Несколько дней спустя вечером я прогуливался вдоль берега Сены — как сам себе внушил, ради того, чтобы обогатить свой гастрономический путеводитель по Парижу очередным заведением в районе Сен-Жермен. Но на самом деле я был ведом отнюдь не лукулловыми вожделениями, тем более что в последнее время мой аппетит пребывал в анабиозе.
Я намеренно вырядился по-летнему, и вот результат — десять минут спустя ноги замерзли, да и я сам успел порядком окоченеть. Мне не пришло в голову ничего более разумного, как начать корить во всем ноябрьскую непогоду, — этот месяц выдался столь же переменчивым, как апрель. На День поминовения усопших, когда мы с графом ублажали себя коньяком, стояла самая настоящая зима, когда я приступил к обязанностям в Шарентоне, целую неделю простояло самое настоящее бабье лето, теперь же моему тезке на небесах вздумалось опустить на город пелену промозглого тумана.
Да еще ко всему прочему этот ветер.
Инвалид, торчавший под фонарем на углу набережной Огюстена, плотнее укутался в два одеяла, согревавших его вместе с собачкой. Неужели он так и проведет ночь на этом холодище? Невольно он напомнил мне о том, что и я сам оставался не у дел. А что же будет, когда и мои сбережения иссякнут, как у этого бездомного бродяги? Интересно, когда они у него закончились? Неделю назад? Месяц? Год? Бросив пару су ему в шляпу, я предупредил, что половина для собачки.
— Боже мой! Буду молить Всевышнего, чтоб впредь вас ни одна собака не покусала, — бросил мне вслед инвалид.
Я не нашелся, что ему ответить, и вдруг со всей отчетливостью ощутил, что мне немедленно необходима женщина. Ускорив шаг, я добрался до площади Шатле, где высилась колонна в честь победы Наполеона. Слой опавшей листвы на мостовой приглушал цокот копыт и стук моих подошв. Вот только странно: вокруг ни деревца. Откуда же в таком случае листва?
Из-за угла показались двое конных жандармов и велели мне проследовать за ними до ближайшего фонаря. Недоверчиво и, как все верховые, высокомерно они оглядели меня, но, по-видимому, пригревшись в седлах, не пожелали заниматься мной подробнее и проверять документы.
— У вас глаза шпика, сударь.
— Глаза или взгляд?
— И то, и другое. Не удивлюсь, если вы принадлежите к братству.

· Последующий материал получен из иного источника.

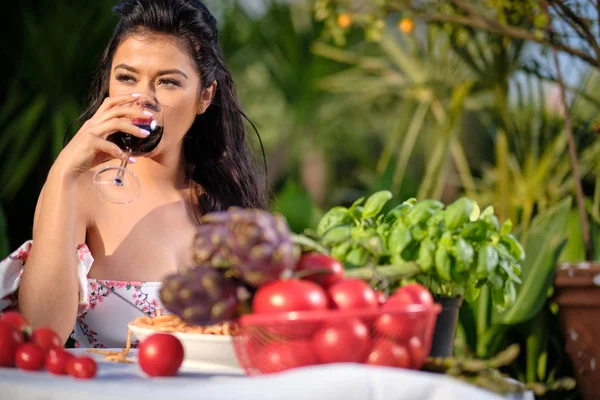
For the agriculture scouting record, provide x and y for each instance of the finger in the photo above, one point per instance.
(125, 112)
(113, 101)
(102, 145)
(118, 125)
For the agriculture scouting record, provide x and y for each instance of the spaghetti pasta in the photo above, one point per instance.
(170, 323)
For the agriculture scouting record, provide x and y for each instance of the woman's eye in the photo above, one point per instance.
(126, 78)
(169, 82)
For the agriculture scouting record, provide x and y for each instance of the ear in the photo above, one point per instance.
(206, 97)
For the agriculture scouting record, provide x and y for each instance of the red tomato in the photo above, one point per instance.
(388, 353)
(82, 367)
(279, 356)
(343, 341)
(10, 339)
(57, 361)
(417, 353)
(397, 324)
(381, 297)
(16, 320)
(289, 295)
(160, 354)
(352, 294)
(326, 270)
(46, 338)
(29, 357)
(417, 293)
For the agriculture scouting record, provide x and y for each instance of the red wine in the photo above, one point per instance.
(136, 144)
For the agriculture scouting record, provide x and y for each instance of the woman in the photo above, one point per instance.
(162, 63)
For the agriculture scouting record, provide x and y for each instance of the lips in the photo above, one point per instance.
(141, 121)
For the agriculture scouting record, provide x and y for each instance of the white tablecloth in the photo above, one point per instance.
(327, 382)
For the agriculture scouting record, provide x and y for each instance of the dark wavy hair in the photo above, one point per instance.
(220, 168)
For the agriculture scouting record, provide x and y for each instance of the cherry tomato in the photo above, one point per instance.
(17, 321)
(388, 353)
(46, 338)
(289, 295)
(417, 353)
(417, 293)
(29, 357)
(160, 354)
(57, 361)
(82, 367)
(286, 296)
(10, 339)
(401, 325)
(326, 270)
(343, 341)
(352, 294)
(279, 356)
(381, 297)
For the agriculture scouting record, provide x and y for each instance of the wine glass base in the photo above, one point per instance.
(117, 185)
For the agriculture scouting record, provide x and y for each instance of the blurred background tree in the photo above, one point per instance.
(350, 97)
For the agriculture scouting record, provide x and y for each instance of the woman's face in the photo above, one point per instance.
(162, 71)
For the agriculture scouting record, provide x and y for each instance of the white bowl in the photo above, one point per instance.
(199, 348)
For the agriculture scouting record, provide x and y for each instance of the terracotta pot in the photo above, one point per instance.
(442, 344)
(578, 296)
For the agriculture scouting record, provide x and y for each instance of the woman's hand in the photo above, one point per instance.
(89, 146)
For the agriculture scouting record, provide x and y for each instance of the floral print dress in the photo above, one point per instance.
(102, 315)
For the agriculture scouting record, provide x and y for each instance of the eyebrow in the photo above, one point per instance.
(160, 73)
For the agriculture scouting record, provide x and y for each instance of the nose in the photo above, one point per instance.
(149, 102)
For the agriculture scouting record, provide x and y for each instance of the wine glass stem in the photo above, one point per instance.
(118, 180)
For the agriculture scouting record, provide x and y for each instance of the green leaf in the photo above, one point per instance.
(514, 247)
(506, 227)
(341, 250)
(458, 213)
(463, 253)
(443, 263)
(426, 253)
(487, 260)
(399, 238)
(545, 241)
(335, 216)
(375, 203)
(422, 211)
(336, 235)
(357, 257)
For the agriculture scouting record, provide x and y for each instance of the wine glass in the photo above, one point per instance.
(119, 184)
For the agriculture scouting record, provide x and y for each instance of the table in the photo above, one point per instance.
(334, 381)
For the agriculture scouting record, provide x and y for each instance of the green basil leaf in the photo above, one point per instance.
(426, 253)
(336, 235)
(487, 261)
(340, 251)
(442, 263)
(356, 257)
(475, 231)
(464, 254)
(506, 227)
(514, 247)
(422, 211)
(458, 213)
(374, 244)
(375, 203)
(398, 238)
(333, 217)
(472, 292)
(397, 212)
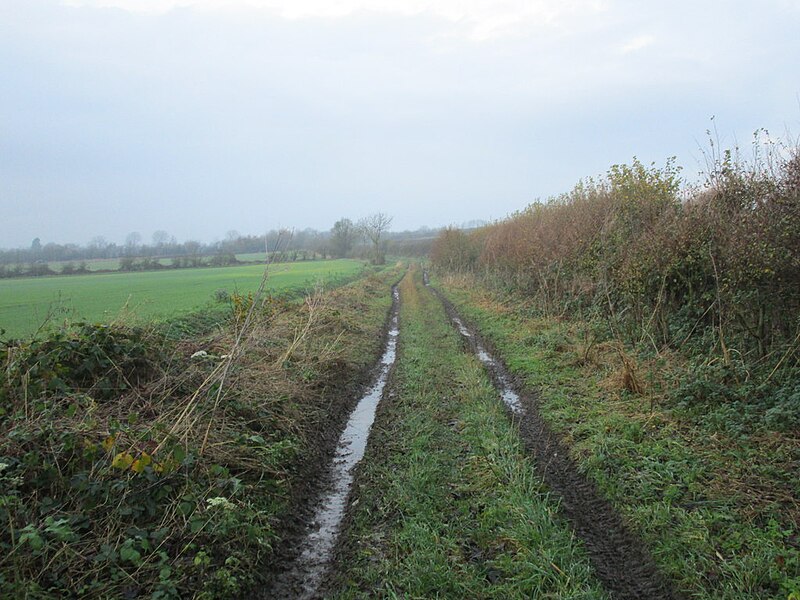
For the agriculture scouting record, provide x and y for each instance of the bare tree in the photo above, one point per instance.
(343, 235)
(132, 242)
(160, 238)
(372, 228)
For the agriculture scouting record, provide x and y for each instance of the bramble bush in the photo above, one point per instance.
(712, 270)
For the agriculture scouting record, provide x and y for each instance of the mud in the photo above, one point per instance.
(620, 559)
(304, 572)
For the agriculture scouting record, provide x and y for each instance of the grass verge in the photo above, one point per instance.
(446, 503)
(129, 466)
(717, 506)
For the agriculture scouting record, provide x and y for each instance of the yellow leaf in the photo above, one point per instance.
(140, 463)
(123, 460)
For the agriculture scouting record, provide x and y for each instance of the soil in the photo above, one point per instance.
(620, 559)
(315, 479)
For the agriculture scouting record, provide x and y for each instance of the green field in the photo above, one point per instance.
(26, 303)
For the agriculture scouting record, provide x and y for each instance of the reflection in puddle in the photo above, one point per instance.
(509, 396)
(303, 579)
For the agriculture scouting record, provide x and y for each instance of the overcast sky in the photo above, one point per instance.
(202, 116)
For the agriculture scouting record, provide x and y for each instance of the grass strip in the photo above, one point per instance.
(446, 502)
(718, 510)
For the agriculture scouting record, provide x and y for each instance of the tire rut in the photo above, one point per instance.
(620, 559)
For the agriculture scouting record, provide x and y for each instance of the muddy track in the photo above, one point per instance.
(307, 548)
(619, 557)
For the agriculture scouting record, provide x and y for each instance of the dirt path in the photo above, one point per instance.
(309, 553)
(619, 558)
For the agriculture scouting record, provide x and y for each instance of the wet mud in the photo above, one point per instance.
(305, 569)
(620, 559)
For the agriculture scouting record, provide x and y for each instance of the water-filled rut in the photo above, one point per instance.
(619, 558)
(306, 573)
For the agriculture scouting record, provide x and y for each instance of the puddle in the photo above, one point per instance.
(503, 383)
(307, 572)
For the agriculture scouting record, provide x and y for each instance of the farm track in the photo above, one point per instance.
(619, 558)
(324, 542)
(307, 550)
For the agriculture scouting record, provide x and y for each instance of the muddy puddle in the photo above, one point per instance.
(502, 381)
(305, 575)
(620, 559)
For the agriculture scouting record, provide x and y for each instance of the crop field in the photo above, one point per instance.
(26, 303)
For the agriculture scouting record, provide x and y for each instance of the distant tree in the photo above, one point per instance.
(132, 241)
(343, 236)
(372, 228)
(160, 238)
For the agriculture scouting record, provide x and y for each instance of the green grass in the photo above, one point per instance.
(26, 303)
(78, 519)
(448, 504)
(718, 510)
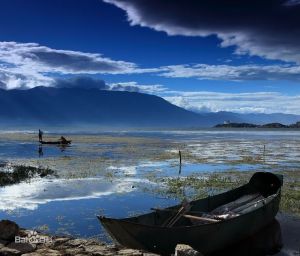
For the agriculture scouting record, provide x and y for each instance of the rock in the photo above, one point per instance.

— Вы имеете в виду карбонариев?
— Но вы, конечно же, станете отрицать. Почему у вас такой наглый взгляд?
— А если за ним скрывается доброе сердце?

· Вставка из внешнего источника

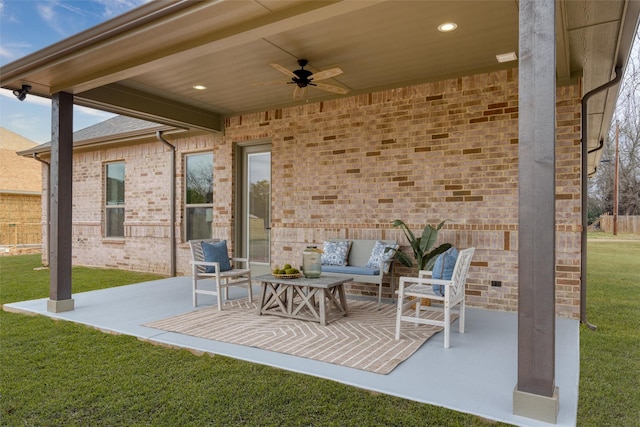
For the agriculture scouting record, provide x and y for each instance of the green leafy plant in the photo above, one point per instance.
(422, 246)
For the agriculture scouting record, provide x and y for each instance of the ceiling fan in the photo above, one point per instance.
(303, 78)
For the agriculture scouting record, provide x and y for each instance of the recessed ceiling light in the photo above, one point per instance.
(507, 57)
(447, 26)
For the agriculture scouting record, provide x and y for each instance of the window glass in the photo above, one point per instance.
(115, 184)
(199, 196)
(114, 200)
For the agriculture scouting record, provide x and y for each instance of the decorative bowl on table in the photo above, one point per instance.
(286, 272)
(287, 276)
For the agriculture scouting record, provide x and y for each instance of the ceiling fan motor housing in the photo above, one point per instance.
(302, 77)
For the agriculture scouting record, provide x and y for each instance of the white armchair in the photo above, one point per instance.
(203, 269)
(422, 287)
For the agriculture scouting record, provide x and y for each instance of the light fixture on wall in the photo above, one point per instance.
(447, 26)
(21, 94)
(506, 57)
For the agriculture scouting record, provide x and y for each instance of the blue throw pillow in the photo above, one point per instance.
(335, 253)
(443, 268)
(216, 252)
(379, 253)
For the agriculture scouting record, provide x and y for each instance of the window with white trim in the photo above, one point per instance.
(114, 199)
(198, 196)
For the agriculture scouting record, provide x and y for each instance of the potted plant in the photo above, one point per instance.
(422, 246)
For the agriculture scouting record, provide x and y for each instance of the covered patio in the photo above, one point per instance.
(434, 125)
(476, 375)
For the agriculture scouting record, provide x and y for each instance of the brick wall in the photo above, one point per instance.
(447, 150)
(146, 245)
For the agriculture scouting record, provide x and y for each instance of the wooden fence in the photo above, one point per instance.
(20, 219)
(626, 224)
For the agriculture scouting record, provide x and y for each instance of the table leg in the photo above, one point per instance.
(323, 308)
(263, 294)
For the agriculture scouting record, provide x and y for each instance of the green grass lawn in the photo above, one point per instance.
(56, 373)
(610, 356)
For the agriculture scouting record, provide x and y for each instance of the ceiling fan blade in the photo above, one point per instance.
(283, 70)
(268, 83)
(331, 88)
(299, 92)
(326, 74)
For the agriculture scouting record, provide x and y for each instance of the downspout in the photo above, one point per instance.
(583, 244)
(172, 197)
(48, 180)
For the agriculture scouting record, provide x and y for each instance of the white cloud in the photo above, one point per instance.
(118, 7)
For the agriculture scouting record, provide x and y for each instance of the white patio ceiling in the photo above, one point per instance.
(145, 63)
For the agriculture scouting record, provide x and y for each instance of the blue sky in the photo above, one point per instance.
(27, 26)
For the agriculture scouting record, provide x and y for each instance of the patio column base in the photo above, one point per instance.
(58, 306)
(536, 406)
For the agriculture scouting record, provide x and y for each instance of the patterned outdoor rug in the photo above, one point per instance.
(362, 340)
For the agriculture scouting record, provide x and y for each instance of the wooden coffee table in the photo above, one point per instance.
(316, 300)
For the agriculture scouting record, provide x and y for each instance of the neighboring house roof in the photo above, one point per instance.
(18, 175)
(109, 131)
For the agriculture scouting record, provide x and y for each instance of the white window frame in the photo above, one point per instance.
(117, 205)
(207, 205)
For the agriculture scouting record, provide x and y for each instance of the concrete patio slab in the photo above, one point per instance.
(476, 375)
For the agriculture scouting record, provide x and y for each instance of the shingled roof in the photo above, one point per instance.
(116, 128)
(18, 175)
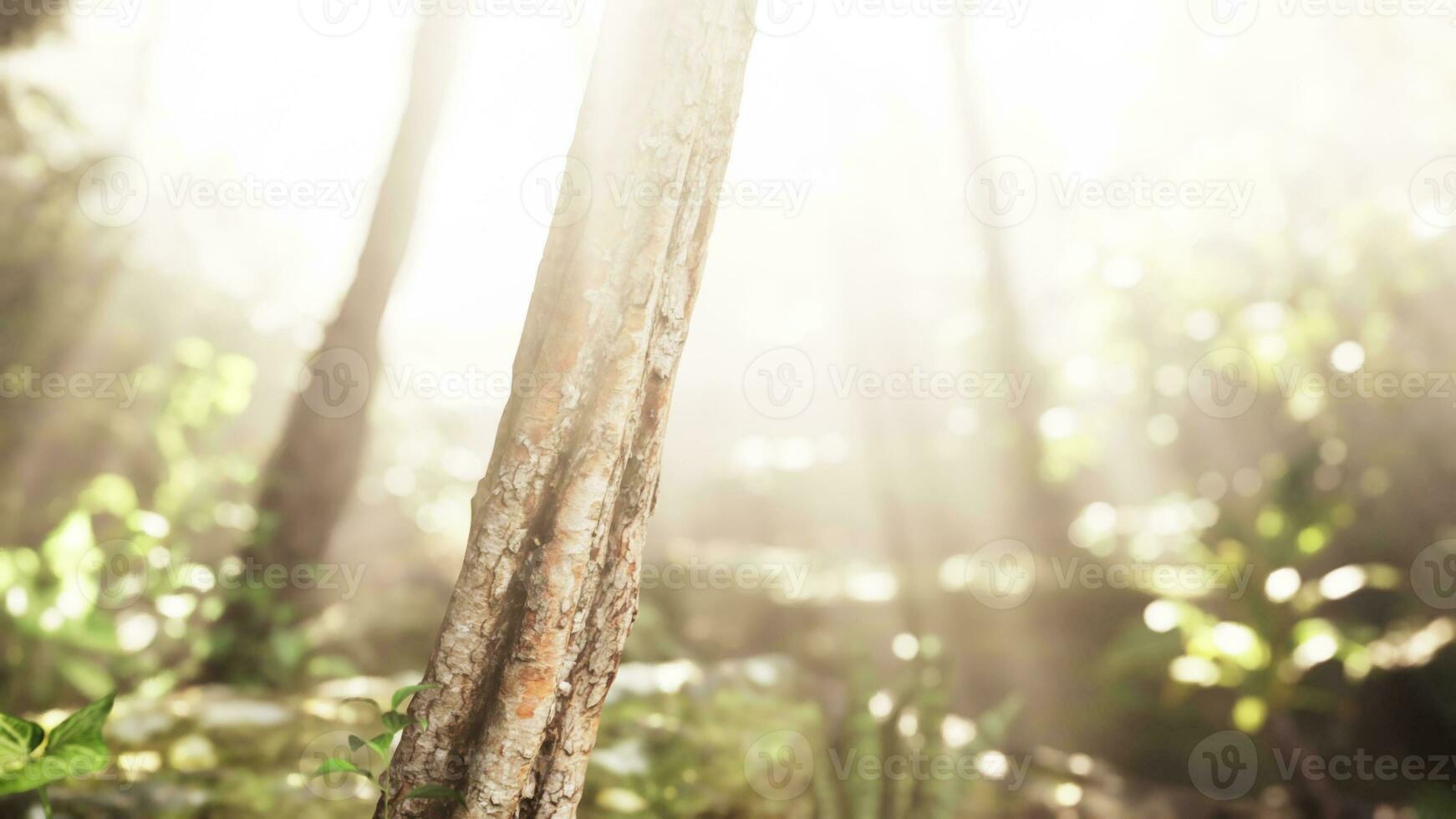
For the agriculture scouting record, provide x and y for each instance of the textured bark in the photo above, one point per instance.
(535, 630)
(316, 461)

Жандармы без слов рысцой потрусили дальше, я же смачно сплюнул им вслед. Что было в полном соответствии с правилами хорошего тона всех людей интеллигентных профессий. Представители парижской полиции считались тогда ярыми приверженцами премьер-министра де Вильеля, а тот, в свою очередь, — ярым монархистом, так что угроза реставрации абсолютизма была вполне реальной. Будучи противником принятой в 1814 году либеральной конституции, де Вильель в те месяцы отправлял властные полномочия вместо нашего толстобрюхого обжоры Людовика XVIII. Характерно, что первыми его решениями на этой ниве были отмена свободы печати и запрет на профессию для демократически настроенной университетской профессуры.

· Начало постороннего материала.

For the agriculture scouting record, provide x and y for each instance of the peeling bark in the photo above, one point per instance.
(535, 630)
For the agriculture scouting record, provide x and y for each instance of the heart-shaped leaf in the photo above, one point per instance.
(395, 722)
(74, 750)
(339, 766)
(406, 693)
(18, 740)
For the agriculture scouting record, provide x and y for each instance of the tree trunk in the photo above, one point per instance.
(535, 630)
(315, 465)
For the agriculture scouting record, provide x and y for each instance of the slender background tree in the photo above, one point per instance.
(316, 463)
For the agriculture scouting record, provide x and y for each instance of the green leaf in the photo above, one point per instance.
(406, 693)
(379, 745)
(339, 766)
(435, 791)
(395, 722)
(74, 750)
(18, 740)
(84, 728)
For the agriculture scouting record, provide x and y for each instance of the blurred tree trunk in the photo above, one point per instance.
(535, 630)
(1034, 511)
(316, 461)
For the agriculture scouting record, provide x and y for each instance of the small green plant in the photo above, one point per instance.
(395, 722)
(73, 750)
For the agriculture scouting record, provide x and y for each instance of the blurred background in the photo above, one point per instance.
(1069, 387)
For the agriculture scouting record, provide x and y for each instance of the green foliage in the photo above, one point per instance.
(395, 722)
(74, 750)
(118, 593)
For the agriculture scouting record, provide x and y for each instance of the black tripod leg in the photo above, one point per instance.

До сих пор я довольно внушал себе, что я — человек аполитичный, однако когда 21 сентября по приказу Вильеля на Гревской площади были казнены четверо нижних офицерских чинов за участие в заговоре Ла Рошели, я был так возмущен, что окончательно перебрался в лагерь противников Бурбонов, из чего особого секрета не делаю, впрочем, как и очень многие мои либерально настроенные соотечественники, разделяющие цели карбонариев. Не спорю, за прошедшие два года у последних на совести несколько отнюдь не бескровных бунтов, но чему здесь удивляться? Ведь не кто-нибудь, а именно Бурбоны втоптали в грязь и кровь понятие свободы народа и гражданских нрав. Я считаю, что то обстоятельство, что среди карбонариев немало представителей высших сословий — промышленников, высокопоставленных военных и врачей, не говоря уже об адвокатах, профессорах, коммерсантах, студентах и ремесленниках, — говорит само за себя. Все они — противники абсолютизма в любой его форме, все они выступали за созыв Законодательного Национального собрания с тем, чтобы сам народ решил, какая из форм государственного устройства больше подходит ему.